Denny laughed, but none of the others did.

 

“That would have to be a very rich traveler,” Jeannie’s Hugh said.

 

“Well, I admit it’s not going to be cheap.”

 

“Very rich and very crazy, both at once. Wrapped up in one single person. How many of those could be living here in Baltimore?”

 

“Sheesh, man! Way to encourage a guy!”

 

“Oh, but I love the name,” Abby said hastily. “Did you think it up yourself, Hugh?”

 

“I did.”

 

“And is it … When you say ‘Do Not Pass Go,’ do you mean …?”

 

“You don’t have to wade through all the usual planning and fuss at the start, is what I mean.”

 

“I see. So it’s got nothing to do with jail.”

 

“Jail! God, no.”

 

“And what about your restaurant?” Jeannie asked.

 

“I’m going to sell it.”

 

“Oh, will anyone want to buy it?”

 

“Sheesh, people!”

 

“I was only wondering,” Jeannie said.

 

Mrs. Angell said, “Have you all noticed that lately the birds have started sounding more conversational? It’s like they’re talking, these days, not singing. Can you hear?”

 

They took a moment to listen.

 

“Maybe on account of the heat,” Abby suggested.

 

“I worry they’ve given up music. Turned to prose.”

 

“Oh, I can’t believe they’d do that,” Abby said. “More likely they’re just tired. They’ve decided to let the crickets take over.”

 

“When my California grandchildren come every summer to visit,” Mrs. Angell said, “they always ask, ‘What is that noise?’ ‘What noise?’ I say.

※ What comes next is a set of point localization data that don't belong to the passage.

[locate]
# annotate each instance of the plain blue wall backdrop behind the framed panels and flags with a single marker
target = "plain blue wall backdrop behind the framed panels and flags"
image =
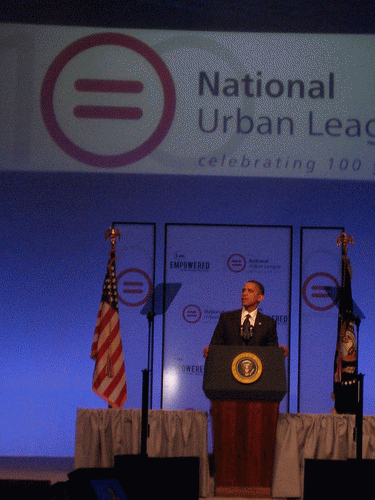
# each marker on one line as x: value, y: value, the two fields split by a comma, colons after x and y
x: 53, y: 258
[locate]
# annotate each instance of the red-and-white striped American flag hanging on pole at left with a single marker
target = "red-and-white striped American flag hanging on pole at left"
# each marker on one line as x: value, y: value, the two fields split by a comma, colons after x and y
x: 109, y: 381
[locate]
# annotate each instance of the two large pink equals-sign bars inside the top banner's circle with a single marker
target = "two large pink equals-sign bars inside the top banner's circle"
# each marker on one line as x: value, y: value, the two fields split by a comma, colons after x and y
x: 108, y: 112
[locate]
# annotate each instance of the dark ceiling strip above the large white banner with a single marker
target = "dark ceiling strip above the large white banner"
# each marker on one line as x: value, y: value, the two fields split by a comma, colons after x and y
x: 330, y: 16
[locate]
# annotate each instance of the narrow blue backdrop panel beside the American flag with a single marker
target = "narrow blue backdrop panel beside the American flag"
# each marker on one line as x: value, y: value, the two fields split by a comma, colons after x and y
x: 135, y: 268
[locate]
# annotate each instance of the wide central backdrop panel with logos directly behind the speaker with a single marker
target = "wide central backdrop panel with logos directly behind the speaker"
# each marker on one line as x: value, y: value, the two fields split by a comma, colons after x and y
x: 212, y: 263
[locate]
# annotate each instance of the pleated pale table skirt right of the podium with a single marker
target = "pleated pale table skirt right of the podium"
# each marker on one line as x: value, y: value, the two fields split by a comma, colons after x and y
x: 324, y: 437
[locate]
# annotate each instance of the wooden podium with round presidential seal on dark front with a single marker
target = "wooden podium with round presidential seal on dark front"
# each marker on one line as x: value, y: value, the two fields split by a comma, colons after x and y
x: 245, y: 386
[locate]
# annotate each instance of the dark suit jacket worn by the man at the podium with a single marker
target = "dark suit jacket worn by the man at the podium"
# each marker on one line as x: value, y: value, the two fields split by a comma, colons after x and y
x: 228, y: 330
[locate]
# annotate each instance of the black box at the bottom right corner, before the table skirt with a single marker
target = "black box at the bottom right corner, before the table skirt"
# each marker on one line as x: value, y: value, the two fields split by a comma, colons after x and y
x: 328, y: 479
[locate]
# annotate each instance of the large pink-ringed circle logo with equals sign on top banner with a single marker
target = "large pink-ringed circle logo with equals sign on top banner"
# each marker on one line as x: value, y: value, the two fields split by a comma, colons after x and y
x: 113, y: 98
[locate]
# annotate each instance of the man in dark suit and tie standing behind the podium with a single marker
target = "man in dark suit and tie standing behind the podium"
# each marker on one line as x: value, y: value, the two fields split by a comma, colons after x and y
x: 246, y: 326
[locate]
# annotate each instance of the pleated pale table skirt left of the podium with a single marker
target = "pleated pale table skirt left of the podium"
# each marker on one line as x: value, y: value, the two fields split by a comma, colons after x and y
x: 103, y: 434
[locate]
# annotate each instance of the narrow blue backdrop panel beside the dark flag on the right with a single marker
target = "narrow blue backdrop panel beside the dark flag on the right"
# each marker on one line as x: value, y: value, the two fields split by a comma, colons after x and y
x: 320, y: 268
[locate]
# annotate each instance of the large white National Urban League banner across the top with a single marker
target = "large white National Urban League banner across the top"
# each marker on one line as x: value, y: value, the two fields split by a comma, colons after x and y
x: 172, y: 102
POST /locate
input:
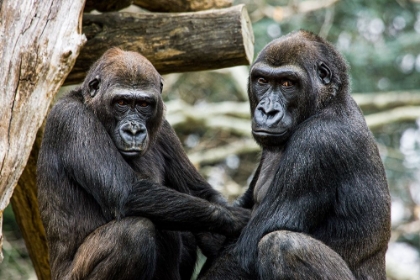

They say, ‘That chirping and that whirring, that scritch-scritch-scritching noise.’ ‘Oh,’ I say, ‘I believe you must be talking about the crickets or the locusts or whatever. Isn’t it funny? I don’t even hear them.’ ‘But they’re deafening!’ they say. ‘How can you not hear them?’ ”

 

And once she had spoken it seemed they all heard them, although no one had before—the steady racket of them. They made a rhythmic, jingling sound, like the chink-chink of old-fashioned sleigh bells.

 

Amanda said, “Well, I, for one, think Hugh’s idea is brilliant.”

 

“Thank you, hon,” Hugh told her. “I’m glad you believe in me.”

 

Mrs. Angell said, “Well, of course! We all do! And how about you, Denny?”

 

“Do I think Hugh is brilliant?”

 

“What are you working at, I meant.”

 

“Well, nothing,” Denny told her. “I’m down here helping my folks out.” He tipped his head back against the back of the swing and laced his fingers across his chest.

 

“It’s so nice having him home,” Abby told Mrs. Angell.

 

“Oh, I can imagine!”

 

“You still with that kitchen outfit?” Jeannie’s Hugh asked him.

 

“Not anymore,” Denny said. Then he said, “I’ve been substitute teaching.”

 

Abby said, “What?”

 

“Substitute teaching. Well, this past spring I was.”

 

“Don’t you need a college degree for that?”